Labour party:

The Postwar Years

In 1945 the party won an overwhelming electoral victory, and Attlee became prime minister in Labour's first majority government. The new government nationalized the Bank of England, the fuel and power industries (coal, electricity, gas, and atomic energy), transportation, and most of the iron and steel industry. It also enacted a comprehensive social security system, which included a national health service. In the areas of colonial and foreign policy, it granted independence to India and Pakistan, Burma (Myanmar), and Ceylon (Sri Lanka), and allied itself with the United States in a strong anti-Communist posture.

Faced with postwar shortages and the problems of reconstruction, Attlee's government encountered severe financial difficulties, despite American assistance. Rationing continued to be a necessity, economic recovery was slow, and the cost of rearmament increased the strains on the economy. The government barely maintained its majority in the general elections of 1950, and the following year it was defeated by the Conservatives.

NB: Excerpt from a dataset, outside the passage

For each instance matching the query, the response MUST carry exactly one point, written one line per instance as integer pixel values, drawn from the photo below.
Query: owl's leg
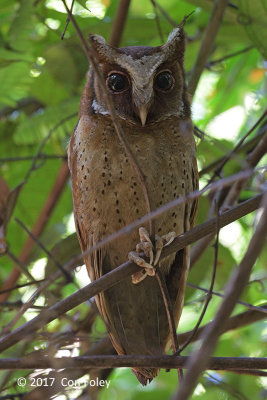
(147, 247)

During the long period of opposition that followed (the Conservatives were returned to power in 1955 and in 1959), the Labour party argued and almost split on questions of disarmament, aid to developing countries, and furtherance of socialism at home. When Attlee and other elder leaders retired and Hugh Gaitskell became party leader, Aneurin Bevan, leading the left wing of the party, unsuccessfully contested Gaitskell's position. Although Bevan was soon reconciled with the party leadership, his supporters continued to urge a policy of diplomatic neutralism and unilateral disarmament, in addition to a strong socialist program. The party's right-wing, on the other hand, argued that prosperity had diminished the appeal of socialism to the average worker and that the party should adopt a broader, more pragmatic program. Gaitskell consolidated his position as leader in the early 1960s, and the party achieved a new solidarity.